AI systems design Agent and workflow automation Retrieval and knowledge systems Business model analysis AI transformation strategy
- Currently
- Building Atomos and independent AI systems
- Previously
- Loop Tech Systems, Co-founder, Head of Strategy & Expansion (2023 to 2025)
- Based in
- Toronto, Ontario, Canada
- Open to
- Founding and greenfield AI roles, forward-deployed and solutions engineering, AI transformation
The bridge, built from the business side.
I came at AI from business, not computer science. Business school taught me how to take a messy organization apart on paper: what it sells, where the margin lives, which problems are worth solving and for whom. That training runs underneath everything I build.
About two years ago, AI tools crossed a line. They stopped being toys and became amplifiers, and I made a decision: go deep now, build on the frontier while it is still forming, instead of waiting for it to mature into something safe. Since then I have built daily. Knowledge systems, agents, automation pipelines, real deliverables for real organizations.
The result is a bridge. Two things rarely sit in one person: a business head and frontier-AI hands. I have both. I sit between what AI can do and how organizations actually work, and I close that gap myself rather than handing off a requirements document and hoping.

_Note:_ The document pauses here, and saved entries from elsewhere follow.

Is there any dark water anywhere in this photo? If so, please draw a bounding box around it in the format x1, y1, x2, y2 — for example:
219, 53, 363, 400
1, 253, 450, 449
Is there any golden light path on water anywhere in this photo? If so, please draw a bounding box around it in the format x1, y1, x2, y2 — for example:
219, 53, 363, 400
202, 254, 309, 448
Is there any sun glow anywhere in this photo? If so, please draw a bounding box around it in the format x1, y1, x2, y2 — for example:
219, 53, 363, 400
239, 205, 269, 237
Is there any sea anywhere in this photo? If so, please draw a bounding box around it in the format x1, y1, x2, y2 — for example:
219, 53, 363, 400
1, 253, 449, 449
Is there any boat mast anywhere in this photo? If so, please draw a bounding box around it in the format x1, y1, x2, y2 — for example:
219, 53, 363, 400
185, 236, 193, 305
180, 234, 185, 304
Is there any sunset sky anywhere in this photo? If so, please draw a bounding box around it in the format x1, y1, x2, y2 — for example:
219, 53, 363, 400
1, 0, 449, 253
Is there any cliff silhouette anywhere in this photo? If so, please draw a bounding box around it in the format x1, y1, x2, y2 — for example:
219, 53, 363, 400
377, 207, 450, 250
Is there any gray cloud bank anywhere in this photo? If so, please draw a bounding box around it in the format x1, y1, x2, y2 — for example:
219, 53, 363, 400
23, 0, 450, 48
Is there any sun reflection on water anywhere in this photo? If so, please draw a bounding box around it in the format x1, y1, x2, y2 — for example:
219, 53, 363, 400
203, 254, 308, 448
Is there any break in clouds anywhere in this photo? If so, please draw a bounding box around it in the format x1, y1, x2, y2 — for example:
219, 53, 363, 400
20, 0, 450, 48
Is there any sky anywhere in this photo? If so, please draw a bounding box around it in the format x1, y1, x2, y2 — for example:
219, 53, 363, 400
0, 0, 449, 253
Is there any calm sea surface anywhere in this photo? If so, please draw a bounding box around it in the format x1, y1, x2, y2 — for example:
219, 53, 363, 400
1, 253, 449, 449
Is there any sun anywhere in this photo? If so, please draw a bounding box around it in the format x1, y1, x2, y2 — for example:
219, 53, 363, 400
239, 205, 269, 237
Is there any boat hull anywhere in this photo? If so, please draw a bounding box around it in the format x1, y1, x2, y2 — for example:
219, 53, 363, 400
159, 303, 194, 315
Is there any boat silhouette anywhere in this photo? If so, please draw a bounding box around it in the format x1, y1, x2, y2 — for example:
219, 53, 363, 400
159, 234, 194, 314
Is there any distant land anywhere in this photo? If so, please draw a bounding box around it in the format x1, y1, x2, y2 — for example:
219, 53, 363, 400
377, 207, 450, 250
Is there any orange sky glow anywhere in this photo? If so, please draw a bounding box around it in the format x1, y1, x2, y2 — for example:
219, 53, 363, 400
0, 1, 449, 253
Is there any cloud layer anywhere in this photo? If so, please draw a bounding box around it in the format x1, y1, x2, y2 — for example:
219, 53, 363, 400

Business judgment, systems, delivery.
Business judgment
- Business model analysis
- Investment screening and diligence
- Tender and bid strategy
- AI transformation strategy
- Market and competitive analysis
AI systems & agents
- AI systems design
- Agent design and orchestration
- MCP servers and tooling
- Retrieval and knowledge systems
- LangChain
- PostgreSQL / pgvector
Automation & delivery
- n8n workflow automation
- Python
- Cron agents and pipelines
- Supabase
- Astro
Business first, then build to prove.
Business first. Before any system gets built, I want to know what it is worth: whose time it saves, what that time costs, what changes if it works. I measure in time saved first, then convert to money. Technology that cannot answer those questions is a hobby, and I keep my hobbies separate.

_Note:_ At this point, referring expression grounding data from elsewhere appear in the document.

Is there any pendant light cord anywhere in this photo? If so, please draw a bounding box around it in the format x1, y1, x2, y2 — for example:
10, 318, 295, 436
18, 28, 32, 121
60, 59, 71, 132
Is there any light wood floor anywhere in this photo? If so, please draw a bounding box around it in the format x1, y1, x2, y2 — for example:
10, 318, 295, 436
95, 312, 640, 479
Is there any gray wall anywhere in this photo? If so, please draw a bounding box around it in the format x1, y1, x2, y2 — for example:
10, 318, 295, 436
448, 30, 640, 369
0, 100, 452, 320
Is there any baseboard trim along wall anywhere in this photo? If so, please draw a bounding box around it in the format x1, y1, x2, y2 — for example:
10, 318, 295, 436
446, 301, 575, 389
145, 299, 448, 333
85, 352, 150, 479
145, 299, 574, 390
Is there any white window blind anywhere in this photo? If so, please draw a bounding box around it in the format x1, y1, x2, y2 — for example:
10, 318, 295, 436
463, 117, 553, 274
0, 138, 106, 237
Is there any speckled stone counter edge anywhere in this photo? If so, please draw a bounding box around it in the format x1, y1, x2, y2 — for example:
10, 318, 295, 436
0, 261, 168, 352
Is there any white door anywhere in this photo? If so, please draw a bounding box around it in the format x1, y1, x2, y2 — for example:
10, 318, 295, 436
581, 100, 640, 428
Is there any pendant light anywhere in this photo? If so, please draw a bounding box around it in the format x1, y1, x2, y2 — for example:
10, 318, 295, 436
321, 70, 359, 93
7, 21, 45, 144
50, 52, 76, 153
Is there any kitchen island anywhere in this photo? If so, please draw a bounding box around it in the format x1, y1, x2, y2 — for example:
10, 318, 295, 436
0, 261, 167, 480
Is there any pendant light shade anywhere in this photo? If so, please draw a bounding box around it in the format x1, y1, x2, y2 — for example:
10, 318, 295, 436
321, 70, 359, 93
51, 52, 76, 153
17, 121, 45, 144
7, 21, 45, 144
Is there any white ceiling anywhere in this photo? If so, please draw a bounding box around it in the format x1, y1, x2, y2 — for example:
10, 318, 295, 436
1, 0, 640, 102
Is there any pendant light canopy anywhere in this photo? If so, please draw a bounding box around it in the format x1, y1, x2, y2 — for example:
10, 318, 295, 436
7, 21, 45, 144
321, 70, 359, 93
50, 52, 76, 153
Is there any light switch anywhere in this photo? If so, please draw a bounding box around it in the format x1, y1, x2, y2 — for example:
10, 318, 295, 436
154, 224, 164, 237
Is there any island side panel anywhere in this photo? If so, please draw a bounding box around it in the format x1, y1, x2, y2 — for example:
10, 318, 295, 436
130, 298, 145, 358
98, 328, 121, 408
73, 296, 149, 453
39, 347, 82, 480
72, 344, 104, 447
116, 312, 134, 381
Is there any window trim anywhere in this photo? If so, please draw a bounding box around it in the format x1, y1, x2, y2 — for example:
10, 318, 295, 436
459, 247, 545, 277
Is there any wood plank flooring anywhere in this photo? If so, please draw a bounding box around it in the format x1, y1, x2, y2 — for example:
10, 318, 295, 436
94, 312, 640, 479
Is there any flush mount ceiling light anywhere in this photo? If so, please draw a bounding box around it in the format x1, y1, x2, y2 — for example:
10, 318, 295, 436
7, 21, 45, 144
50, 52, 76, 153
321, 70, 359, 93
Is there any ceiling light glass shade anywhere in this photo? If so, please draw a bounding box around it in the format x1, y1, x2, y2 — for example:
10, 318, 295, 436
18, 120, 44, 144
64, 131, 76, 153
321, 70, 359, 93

Then I build to prove. I do not sell outcomes I have not produced. Every system starts with a spec that defines what done looks like before a line of code is written, and the fastest way to settle whether something will work is a small pilot you can see with your own eyes before you commit to anything. The systems I rely on daily were built the same way, which is why I can show them instead of describing them.

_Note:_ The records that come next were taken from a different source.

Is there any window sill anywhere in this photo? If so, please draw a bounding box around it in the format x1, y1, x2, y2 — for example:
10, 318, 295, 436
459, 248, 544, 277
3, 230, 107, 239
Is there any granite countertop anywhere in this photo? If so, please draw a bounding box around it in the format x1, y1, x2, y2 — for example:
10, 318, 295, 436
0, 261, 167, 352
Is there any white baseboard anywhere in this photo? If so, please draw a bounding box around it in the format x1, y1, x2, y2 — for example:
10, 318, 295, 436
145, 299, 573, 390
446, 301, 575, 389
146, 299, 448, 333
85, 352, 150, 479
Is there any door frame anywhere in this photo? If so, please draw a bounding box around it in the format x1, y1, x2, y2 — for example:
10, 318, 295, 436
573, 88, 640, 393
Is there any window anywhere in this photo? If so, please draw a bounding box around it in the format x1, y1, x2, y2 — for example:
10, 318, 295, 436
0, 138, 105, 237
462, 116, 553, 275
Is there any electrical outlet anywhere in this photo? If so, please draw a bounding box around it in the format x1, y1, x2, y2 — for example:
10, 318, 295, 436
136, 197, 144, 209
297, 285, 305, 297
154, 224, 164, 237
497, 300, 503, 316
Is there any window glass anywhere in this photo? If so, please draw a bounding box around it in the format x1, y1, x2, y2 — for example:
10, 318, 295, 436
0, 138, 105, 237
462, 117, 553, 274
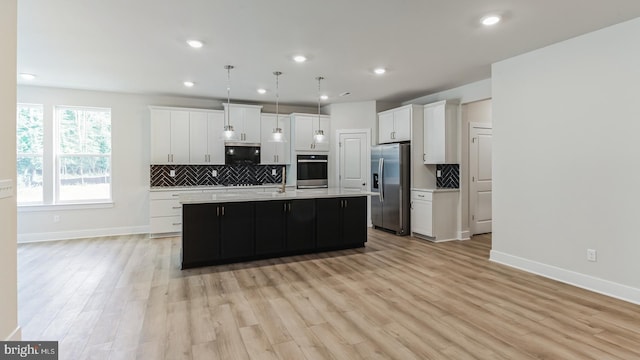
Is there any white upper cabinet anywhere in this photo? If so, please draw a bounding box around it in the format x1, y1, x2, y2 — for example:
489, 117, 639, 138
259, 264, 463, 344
189, 110, 225, 164
150, 108, 190, 164
293, 114, 330, 152
260, 114, 291, 164
423, 100, 459, 164
224, 103, 263, 143
150, 106, 224, 165
378, 105, 412, 143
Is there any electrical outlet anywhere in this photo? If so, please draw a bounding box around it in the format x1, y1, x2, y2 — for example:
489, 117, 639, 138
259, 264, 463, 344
272, 169, 277, 176
436, 170, 442, 177
587, 249, 597, 262
212, 170, 217, 177
53, 215, 60, 223
169, 170, 176, 177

The questions I actually get.
So what do you do?
I build AI systems that give organizations leverage they do not have yet. In practice, I take frontier AI tools and turn them into things that run inside a business: knowledge systems, automations, agents. Two years hands-on, business background underneath it.
Why AI? How did you get into it?
I came at it from business, not computer science. About two years ago these tools crossed the line from toys to real amplifiers, and I went deep, built on the frontier instead of waiting for it to mature. The business lens is what makes it useful. I am not building tech for its own sake, I am building leverage.
Are you a student, or further along than that?
I am early, and I treat that as an edge. No habits to unlearn, and I have been living on the frontier of these tools while they are still new to most professionals. I have already shipped real work for real organizations. I would rather be judged on what I have built than years served.
Why you? What makes you different?
Two things rarely sit in one person: a business head and frontier-AI hands. I have both. I build systems that outlast me, not dependencies on me. And I bring the standard to places it has not reached yet.